Distributed Runtime

Background

DAPHNE supports execution in a distributed fashion. Utilizing the DAPHNE distributed runtime does not require any changes to the DaphneDSL script. Similar to the local vectorized engine (here, section 4), the compiler automatically fuses operations and creates pipelines for the distributed runtime, which then uses multiple distributed nodes (workers) that work on their local data, while a main node, the coordinator, is responsible for transferring the data and code to be executed. As mentioned above, changes to the DaphneDSL code are not needed, however the user is required to start the workers, either manually or using an HPC tool such as Slurm (see the documentation on deployment for scripts that start the workers locally or remotely, natively or not).

Scope

This document focuses on:

how to start distributed workers
executing DaphneDSL scripts on the distributed runtime
DAPHNE's distributed runtime has two different backends. This page explains how things work with the gRPC backend. A brief introduction to the other backend using OpenMPI can be viewed in this document.

Build DAPHNE

First you need to build DAPHNE. This document assumes that you have already built DAPHNE and can run it locally.
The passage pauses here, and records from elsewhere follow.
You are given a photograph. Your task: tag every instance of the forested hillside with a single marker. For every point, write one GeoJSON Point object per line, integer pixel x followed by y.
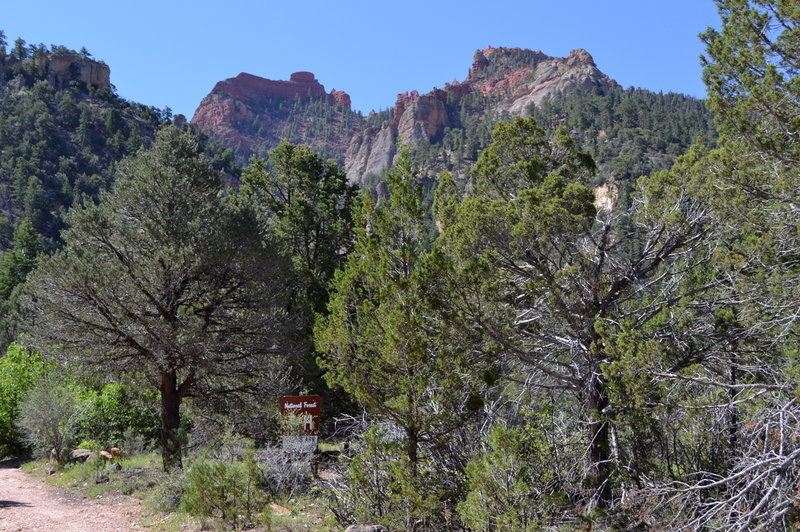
{"type": "Point", "coordinates": [588, 320]}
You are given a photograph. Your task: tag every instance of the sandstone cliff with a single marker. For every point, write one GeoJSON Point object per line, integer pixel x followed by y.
{"type": "Point", "coordinates": [61, 69]}
{"type": "Point", "coordinates": [251, 113]}
{"type": "Point", "coordinates": [504, 80]}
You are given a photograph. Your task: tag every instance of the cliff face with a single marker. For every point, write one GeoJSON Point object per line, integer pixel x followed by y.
{"type": "Point", "coordinates": [504, 80]}
{"type": "Point", "coordinates": [62, 68]}
{"type": "Point", "coordinates": [251, 114]}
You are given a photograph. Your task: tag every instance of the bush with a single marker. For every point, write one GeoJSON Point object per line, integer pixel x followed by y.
{"type": "Point", "coordinates": [20, 369]}
{"type": "Point", "coordinates": [116, 414]}
{"type": "Point", "coordinates": [224, 490]}
{"type": "Point", "coordinates": [511, 485]}
{"type": "Point", "coordinates": [284, 474]}
{"type": "Point", "coordinates": [48, 416]}
{"type": "Point", "coordinates": [379, 487]}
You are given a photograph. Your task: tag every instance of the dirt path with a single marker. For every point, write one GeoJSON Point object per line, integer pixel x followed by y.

If you need help building or running DAPHNE see the guidelines for getting started.

Building the Distributed Worker

The DAPHNE distributed worker is a different executable which can be built using the build script by providing the --target argument:

./build.sh --target DistributedWorker

Start Distributed Workers

Before executing DAPHNE on the distributed runtime, worker nodes must first be up and running. You can start a distributed worker within the DAPHNE directory as follows:

# IP:PORT is the IP and PORT the worker server will be listening too
bin/DistributedWorker IP:PORT

There are scripts that automate this task and can help running multiple workers at once locally or even utilizing tools (like Slurm) in HPC environments.

Each worker can be left running and reused for multiple scripts and pipeline executions (however, for now they might run into memory issues, see Limitations section below).

Each worker can be terminated by sending a SIGINT (Ctrl+C) or by using the scripts mentioned above.

Set up Environment Variables

After setting up the workers, before we run DAPHNE we need to specify which IPs and ports the workers listen to. For now, we use an environment variable called DISTRIBUTED_WORKERS where we list IPs and ports of the workers separated by comma.

# Example for 2 workers.
# Worker1 listens to localhost:5000
# Worker2 listens to localhost:5001
export DISTRIBUTED_WORKERS=localhost:5000,localhost:5001

Run DAPHNE Using the Distributed Runtime

Now that we have all workers up and running and the environment variable is set, we can run DAPHNE. We enable the distributed runtime by specifying the flag --distributed.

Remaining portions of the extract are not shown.